Dieta e dimagrimento

Quando si parla di diete e di dimagrimento, è opportuno precisare prima di tutto che ci si riferisce a tutte quelle forme terapeutiche che possono essere utilizzate, a seconda dei casi, per ottenere un miglioramento o la correzione di un regime dietetico e alimentare inadatto, soprattutto in quelle persone che manifestano condizioni di obesità o sovrappeso.

All’apparenza, potrebbe sembrare inutile ricordare come ogni tentativo di effettuare un’autodiagnosi sia una scelta scorretta e persino pericolosa, tuttavia, ci sentiamo di rammentare la necessità di rivolgersi sempre ad un interlocutore con una preparazione specifica, uno specialista che possa assicurare una supervisione medica durante il trattamento.

È infatti importante che il proprio medico possa controllare attentamente tutte le evoluzioni riportate durante queste terapie, con un occhio di riguardo in particolare alla perdita del peso, nonché al successivo mantenimento corretto del peso forma acquisito, proprio per evitare che la problematica si possa ripresentare.
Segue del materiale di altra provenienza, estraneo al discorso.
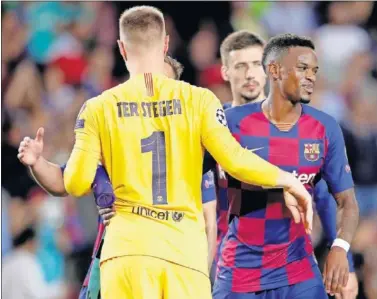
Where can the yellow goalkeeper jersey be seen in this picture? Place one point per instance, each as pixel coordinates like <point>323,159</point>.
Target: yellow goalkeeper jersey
<point>150,133</point>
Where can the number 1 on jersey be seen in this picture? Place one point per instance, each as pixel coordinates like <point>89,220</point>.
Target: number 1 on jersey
<point>157,145</point>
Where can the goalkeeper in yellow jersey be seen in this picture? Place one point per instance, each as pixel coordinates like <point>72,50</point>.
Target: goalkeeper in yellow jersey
<point>150,134</point>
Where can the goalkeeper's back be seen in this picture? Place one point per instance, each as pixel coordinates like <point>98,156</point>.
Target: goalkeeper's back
<point>151,134</point>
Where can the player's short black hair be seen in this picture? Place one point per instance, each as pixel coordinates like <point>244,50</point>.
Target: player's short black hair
<point>281,43</point>
<point>27,234</point>
<point>237,41</point>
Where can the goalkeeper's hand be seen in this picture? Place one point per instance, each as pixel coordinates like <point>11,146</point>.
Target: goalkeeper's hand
<point>106,214</point>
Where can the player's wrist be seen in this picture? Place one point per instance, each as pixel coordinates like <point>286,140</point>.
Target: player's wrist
<point>285,180</point>
<point>340,243</point>
<point>37,163</point>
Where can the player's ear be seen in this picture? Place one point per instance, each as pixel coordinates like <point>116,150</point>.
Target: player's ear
<point>273,70</point>
<point>224,73</point>
<point>122,49</point>
<point>166,45</point>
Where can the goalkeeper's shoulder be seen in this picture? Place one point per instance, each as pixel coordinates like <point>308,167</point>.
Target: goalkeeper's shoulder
<point>107,97</point>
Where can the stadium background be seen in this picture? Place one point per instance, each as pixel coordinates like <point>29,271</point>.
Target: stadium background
<point>56,55</point>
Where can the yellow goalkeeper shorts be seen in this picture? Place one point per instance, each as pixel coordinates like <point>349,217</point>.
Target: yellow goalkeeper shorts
<point>144,277</point>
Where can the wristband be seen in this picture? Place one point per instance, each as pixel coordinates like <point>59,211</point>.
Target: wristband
<point>341,243</point>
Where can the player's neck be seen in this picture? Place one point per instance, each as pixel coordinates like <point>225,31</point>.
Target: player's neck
<point>146,66</point>
<point>238,100</point>
<point>280,110</point>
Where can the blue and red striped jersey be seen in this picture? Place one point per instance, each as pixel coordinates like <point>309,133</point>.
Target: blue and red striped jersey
<point>264,249</point>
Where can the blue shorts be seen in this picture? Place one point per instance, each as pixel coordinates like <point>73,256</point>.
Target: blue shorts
<point>92,291</point>
<point>310,289</point>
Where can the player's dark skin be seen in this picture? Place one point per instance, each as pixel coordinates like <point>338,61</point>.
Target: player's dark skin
<point>292,78</point>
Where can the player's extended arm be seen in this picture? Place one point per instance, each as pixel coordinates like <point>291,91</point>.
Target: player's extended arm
<point>347,214</point>
<point>49,176</point>
<point>337,174</point>
<point>209,210</point>
<point>245,165</point>
<point>327,209</point>
<point>85,157</point>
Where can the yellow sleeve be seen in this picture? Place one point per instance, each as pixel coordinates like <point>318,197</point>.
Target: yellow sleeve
<point>85,156</point>
<point>237,161</point>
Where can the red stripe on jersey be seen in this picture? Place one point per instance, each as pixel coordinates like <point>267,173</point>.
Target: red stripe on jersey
<point>149,84</point>
<point>310,128</point>
<point>255,125</point>
<point>284,151</point>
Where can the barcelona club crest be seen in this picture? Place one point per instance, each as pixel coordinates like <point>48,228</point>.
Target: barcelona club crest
<point>312,152</point>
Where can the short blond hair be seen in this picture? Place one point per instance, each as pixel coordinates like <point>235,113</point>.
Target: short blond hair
<point>142,25</point>
<point>176,66</point>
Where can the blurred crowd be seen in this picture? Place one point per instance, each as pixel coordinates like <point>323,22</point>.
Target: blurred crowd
<point>56,55</point>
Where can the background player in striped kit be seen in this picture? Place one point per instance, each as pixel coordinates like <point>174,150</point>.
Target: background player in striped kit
<point>50,178</point>
<point>241,54</point>
<point>329,220</point>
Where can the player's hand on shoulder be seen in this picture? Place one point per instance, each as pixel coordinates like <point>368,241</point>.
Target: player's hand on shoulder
<point>297,199</point>
<point>351,290</point>
<point>106,214</point>
<point>30,150</point>
<point>336,270</point>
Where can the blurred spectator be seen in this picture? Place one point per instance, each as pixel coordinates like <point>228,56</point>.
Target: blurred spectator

Per contrastare e prevenire l’obesità, nonché per trattarla qualora fosse già manifesta, è necessario prima di tutto adottare uno stile di vita sano, prediligere un modello alimentare variato ed equilibrato, nonché praticare in maniera costante dell’esercizio fisico, indispensabile per permettere al corpo di restare in forma.
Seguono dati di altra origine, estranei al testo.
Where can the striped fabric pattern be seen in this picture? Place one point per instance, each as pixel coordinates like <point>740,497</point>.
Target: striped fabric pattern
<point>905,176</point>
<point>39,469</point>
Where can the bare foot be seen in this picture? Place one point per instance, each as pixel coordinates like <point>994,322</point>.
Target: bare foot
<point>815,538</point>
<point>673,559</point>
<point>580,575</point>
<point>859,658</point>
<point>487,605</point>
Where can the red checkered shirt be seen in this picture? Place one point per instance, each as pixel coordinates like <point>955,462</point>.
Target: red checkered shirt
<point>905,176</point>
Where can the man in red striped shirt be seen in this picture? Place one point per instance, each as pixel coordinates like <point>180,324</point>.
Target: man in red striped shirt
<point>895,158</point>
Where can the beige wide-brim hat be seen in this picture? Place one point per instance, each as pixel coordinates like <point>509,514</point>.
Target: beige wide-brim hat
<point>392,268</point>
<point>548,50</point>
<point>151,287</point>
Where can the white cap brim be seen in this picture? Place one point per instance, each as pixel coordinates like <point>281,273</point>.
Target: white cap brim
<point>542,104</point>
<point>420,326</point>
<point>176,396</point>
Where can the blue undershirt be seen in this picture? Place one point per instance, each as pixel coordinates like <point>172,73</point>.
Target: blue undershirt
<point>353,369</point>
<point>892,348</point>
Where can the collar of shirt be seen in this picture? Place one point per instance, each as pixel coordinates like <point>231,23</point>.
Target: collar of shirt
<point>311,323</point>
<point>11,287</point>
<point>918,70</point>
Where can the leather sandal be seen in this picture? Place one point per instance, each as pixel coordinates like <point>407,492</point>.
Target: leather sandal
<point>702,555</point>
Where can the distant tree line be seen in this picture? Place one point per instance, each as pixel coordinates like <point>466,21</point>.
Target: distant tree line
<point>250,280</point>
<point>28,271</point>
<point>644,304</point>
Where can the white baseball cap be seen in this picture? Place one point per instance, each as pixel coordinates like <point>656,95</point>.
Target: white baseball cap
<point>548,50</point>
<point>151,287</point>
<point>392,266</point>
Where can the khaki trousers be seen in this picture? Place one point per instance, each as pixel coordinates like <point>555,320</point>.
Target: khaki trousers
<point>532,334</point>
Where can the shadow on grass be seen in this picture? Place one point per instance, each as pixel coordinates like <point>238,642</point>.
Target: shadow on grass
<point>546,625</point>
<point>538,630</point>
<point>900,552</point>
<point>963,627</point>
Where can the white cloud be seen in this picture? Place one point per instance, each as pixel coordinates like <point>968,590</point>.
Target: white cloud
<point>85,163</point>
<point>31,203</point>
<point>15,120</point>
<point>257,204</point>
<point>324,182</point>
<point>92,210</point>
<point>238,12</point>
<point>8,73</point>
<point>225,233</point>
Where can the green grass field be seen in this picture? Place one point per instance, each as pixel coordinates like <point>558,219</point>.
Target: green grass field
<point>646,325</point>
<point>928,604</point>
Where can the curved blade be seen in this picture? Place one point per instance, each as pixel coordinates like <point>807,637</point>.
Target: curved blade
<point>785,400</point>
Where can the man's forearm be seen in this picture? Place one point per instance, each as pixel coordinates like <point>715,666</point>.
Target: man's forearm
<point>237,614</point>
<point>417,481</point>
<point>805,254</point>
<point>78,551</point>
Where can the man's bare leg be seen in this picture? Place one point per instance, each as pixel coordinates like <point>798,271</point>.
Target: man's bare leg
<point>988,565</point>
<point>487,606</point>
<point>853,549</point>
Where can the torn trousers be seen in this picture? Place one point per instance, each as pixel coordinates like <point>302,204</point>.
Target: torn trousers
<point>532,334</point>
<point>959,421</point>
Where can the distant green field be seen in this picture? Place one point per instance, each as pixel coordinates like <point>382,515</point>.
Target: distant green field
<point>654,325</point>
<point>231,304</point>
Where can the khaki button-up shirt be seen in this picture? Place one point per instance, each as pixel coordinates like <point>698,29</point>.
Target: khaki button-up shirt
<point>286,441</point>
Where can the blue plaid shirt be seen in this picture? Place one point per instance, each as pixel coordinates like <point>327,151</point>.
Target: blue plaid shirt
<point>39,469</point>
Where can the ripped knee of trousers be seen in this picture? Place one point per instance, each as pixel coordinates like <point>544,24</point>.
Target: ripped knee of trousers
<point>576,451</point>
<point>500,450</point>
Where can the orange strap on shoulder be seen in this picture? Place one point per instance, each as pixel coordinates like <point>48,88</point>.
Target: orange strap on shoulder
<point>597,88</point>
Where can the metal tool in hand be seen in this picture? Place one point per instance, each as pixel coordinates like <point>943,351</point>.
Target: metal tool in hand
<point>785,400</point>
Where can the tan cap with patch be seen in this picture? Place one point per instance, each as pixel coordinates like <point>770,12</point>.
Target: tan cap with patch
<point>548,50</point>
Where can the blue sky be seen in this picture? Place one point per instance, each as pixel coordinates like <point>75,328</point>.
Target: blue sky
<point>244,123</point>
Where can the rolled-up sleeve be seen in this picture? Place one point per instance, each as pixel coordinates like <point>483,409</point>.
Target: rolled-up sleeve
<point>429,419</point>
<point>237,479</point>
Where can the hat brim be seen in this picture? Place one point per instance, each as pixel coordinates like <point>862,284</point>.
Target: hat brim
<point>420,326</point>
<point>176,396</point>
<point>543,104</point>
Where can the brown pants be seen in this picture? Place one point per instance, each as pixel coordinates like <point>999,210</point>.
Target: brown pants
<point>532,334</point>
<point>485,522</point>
Le condizioni di sovrappeso e di obesità

Non bisogna dimenticare che tanto l’obesità quanto il sovrappeso rappresentano dei fattori di rischio notevoli per l’insorgenza di malattie di natura cardiovascolare, o anche ictus, tumori, ipertensione, ipercolesterolemia e diabete: inoltre, possono anche avere un’incidenza notevole sulla comparsa precoce di problemi cardiovascolari.

La definizione data dalla scienza alle condizioni di sovrappeso e di obesità è molto semplice: si tratta di un eccesso dell’accumulo di grasso corporeo in rapporto a quella che è la normale massa magra, ed è esprimibile attraverso il calcolo del cosiddetto indice di massa corporea, meglio noto come BMI, dall’inglese Body Mass Index.

La formula esatta per questo calcolo è la seguente: BMI = peso (espresso in kg) / quadrato dell’altezza (espressa in metri).

A seconda di quelli che sono i risultati ottenuti dal calcolo, è possibile classificare la persona in una delle seguenti fasce, considerando le differenze in base al sesso, nonché all’età e pure in funzione della struttura fisica:

  • un risultato inferiore a 18.5, indica una condizione di sottopeso;
  • un numero compreso tra 18.5 e 24.9, evidenzia una situazione di peso normale;
  • un indice compreso invece tra 25 e 29.9, è sintomo di sovrappeso;
  • un dato superiore a 30, è invece un chiaro segnale di obesità.